Als Anfänger in der Fotografie war die native Kamera-App auf meinem iPhone mehr als ausreichend. Die Bildqualität war gut und die App hatte genügend Funktionen, um mir beim Erlernen der Grundlagen der Fotografie zu helfen. Allerdings habe ich meine Fähigkeiten eingeschränkt, indem ich später keine anderen Tools ausprobiert habe.

Seitdem habe ich mehrere hervorragende Apps entdeckt, die die Smartphone-Fotografie verbessern. Diese reichen von Kameras im Filmstil bis hin zu Tools, die eine bessere Kontrolle über das Belichtungsdreieck bieten. Obwohl ich die meiste Zeit immer noch die Standard-Kamera-App verwende, habe ich durch das Experimentieren mit anderen Apps mehr darüber gelernt, wie man bessere Fotos macht.

1. Die Einschränkungen nicht verstehen

Ich nutze Instagram zur Inspiration, aber eines meiner größten Probleme am Anfang war, dass ich die Grenzen meines Smartphones nicht verstand. Ich habe mir tolle Fotos angesehen, die mit Vollformatkameras aufgenommen wurden, und war dann enttäuscht, dass mein Telefon nicht mithalten konnte. Dies galt insbesondere, wenn der Fotograf Zoomobjektive verwendete.

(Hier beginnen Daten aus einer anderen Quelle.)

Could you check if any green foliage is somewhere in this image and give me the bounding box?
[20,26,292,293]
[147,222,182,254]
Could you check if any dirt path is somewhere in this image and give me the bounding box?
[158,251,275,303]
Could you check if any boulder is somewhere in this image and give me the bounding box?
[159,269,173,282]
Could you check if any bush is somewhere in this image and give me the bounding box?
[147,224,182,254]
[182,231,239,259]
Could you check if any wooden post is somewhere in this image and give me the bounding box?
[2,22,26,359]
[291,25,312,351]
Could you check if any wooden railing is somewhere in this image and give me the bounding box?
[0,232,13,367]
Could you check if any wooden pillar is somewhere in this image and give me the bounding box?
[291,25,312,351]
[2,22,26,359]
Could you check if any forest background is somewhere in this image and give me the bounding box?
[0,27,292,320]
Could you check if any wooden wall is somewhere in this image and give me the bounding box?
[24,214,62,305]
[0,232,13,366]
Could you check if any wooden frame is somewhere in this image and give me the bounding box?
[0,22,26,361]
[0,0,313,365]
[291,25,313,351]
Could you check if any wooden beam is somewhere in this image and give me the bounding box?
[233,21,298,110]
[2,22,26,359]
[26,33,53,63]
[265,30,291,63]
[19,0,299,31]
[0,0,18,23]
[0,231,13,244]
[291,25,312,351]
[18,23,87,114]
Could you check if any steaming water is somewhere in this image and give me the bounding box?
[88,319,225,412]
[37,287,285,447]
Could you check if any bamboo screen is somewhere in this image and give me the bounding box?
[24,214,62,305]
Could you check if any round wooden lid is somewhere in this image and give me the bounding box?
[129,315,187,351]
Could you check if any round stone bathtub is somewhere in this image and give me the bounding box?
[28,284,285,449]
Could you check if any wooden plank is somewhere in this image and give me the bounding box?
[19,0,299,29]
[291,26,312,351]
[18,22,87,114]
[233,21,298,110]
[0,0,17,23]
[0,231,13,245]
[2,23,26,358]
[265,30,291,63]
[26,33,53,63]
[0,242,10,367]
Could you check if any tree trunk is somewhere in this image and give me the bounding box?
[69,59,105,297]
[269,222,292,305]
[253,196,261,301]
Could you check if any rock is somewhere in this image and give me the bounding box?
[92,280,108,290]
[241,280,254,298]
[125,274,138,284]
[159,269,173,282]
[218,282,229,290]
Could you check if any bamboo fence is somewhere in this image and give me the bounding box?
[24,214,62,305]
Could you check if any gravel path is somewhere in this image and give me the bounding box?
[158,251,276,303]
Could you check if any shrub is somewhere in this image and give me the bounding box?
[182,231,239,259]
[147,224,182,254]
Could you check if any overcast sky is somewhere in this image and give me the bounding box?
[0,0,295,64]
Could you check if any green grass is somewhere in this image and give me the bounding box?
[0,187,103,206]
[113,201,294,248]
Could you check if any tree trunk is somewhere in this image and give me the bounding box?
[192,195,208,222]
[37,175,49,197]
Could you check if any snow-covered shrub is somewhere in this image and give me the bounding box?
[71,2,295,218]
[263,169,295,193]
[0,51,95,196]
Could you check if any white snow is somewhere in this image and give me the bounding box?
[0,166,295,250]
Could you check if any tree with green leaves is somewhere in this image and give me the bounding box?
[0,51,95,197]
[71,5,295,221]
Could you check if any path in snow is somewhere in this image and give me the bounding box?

Das Verstehen und Arbeiten mit den Einschränkungen der Kamera hat meine Fortschritte in der Fotografie beschleunigt. Ich habe gelernt, dass vergrößerte Bilder mit meinem Gerät möglicherweise nicht funktionieren und dass ich ohne eine geeignete Kamera möglicherweise nicht die gewünschten Farben erhalte. Als mir auch diese Dinge klar wurden, wurde ich glücklicher.

Fehler zu machen ist ein unvermeidlicher Teil der Fotografie, aber ich wünschte, ich hätte einige der Fehler nicht gemacht. Es ist jedoch Teil meiner Reise und ich bin dankbar, dass ich diese Weisheit an andere weitergeben kann. Ehrlichkeit im Umgang mit Ihrem Smartphone und Ihr Können sind gleichermaßen wichtig.